A recente decisão da Suprema Corte dos Estados Unidos, que reconheceu a proteção constitucional para dados de localização, pode ter um impacto limitado nas investigações criminais futuras. Isso se deve ao fato de que o Google já implementou alterações significativas na maneira como essas informações são armazenadas e compartilhadas.
A análise de documentos e comunicados da empresa revela que muitos dados que anteriormente eram acessíveis para autoridades americanas agora não são mais centralizados nos servidores da companhia. Essa mudança ocorre em um contexto onde a Suprema Corte decidiu que os dados de localização dos usuários estão protegidos pela Quarta Emenda da Constituição dos Estados Unidos, que proíbe buscas e apreensões abusivas.
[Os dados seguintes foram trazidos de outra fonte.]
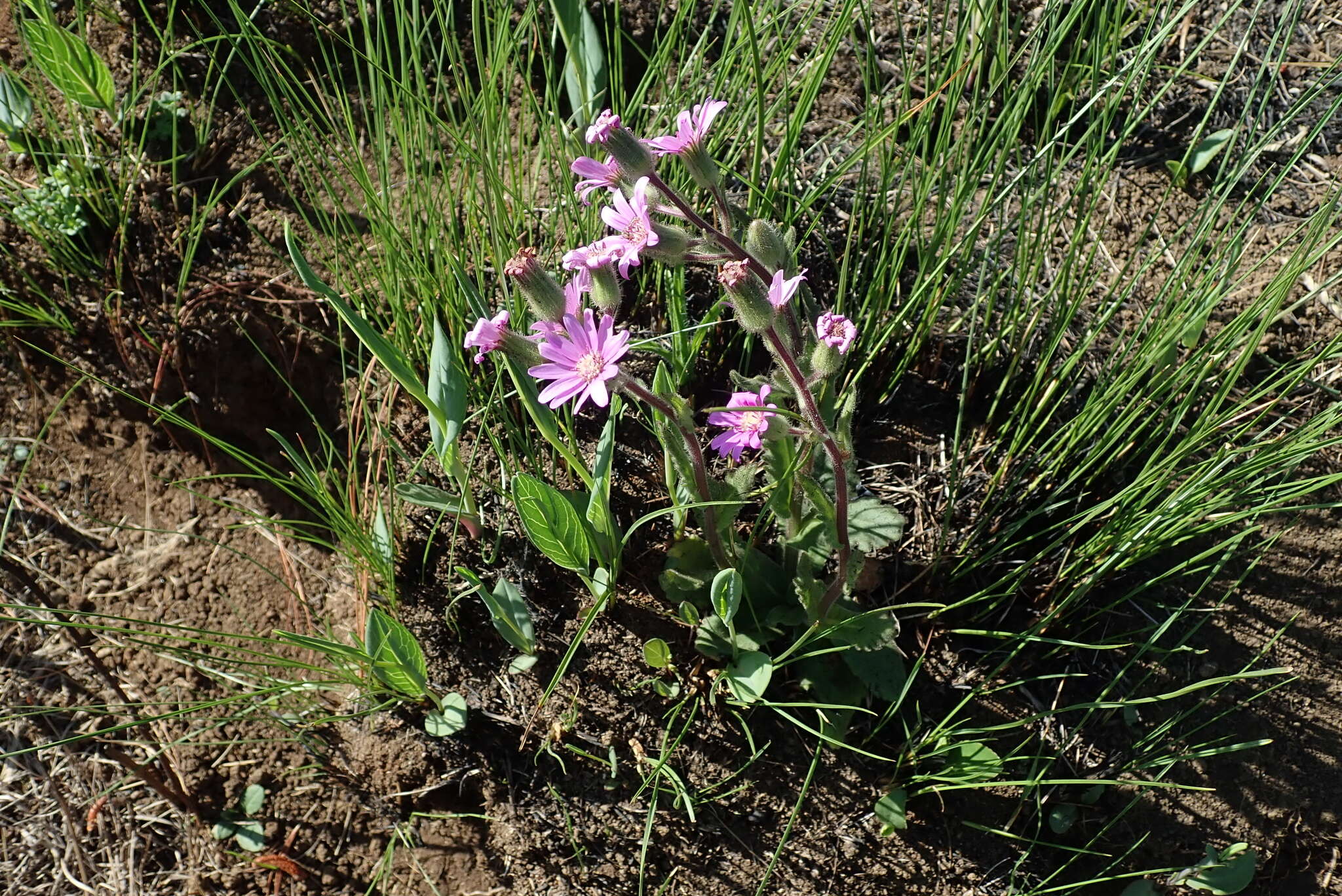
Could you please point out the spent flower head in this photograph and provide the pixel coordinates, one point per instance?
(488, 334)
(746, 422)
(580, 361)
(783, 289)
(836, 331)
A decisão é considerada por especialistas em privacidade digital uma das mais relevantes dos últimos anos, pois reconhece que informações sobre deslocamentos podem expor detalhes íntimos da vida dos cidadãos, como hábitos diários, visitas a médicos, participação em eventos religiosos, atividades políticas e relacionamentos pessoais.
Em dezembro de 2023, o Google anunciou uma reformulação importante em seu recurso denominado Timeline, anteriormente conhecido como Histórico de Localização. Antes, os registros de deslocamentos dos usuários eram armazenados nos servidores da empresa; agora, essas informações são salvas diretamente nos dispositivos dos usuários. Essa mudança visa proporcionar maior controle e privacidade aos consumidores.
Com essa nova abordagem, o Histórico de Localização não permanece mais concentrado em grandes bancos de dados, mas é armazenado predominantemente no celular do usuário. Além disso, a empresa adotou a criptografia de ponta a ponta para os backups na nuvem, garantindo que somente o usuário tenha acesso a essas informações.
A decisão da Suprema Corte foi celebrada por organizações que defendem as liberdades civis, sendo vista como uma vitória significativa para a privacidade digital. Para esses grupos, o julgamento reafirma que as garantias constitucionais se mantêm válidas mesmo com o avanço tecnológico.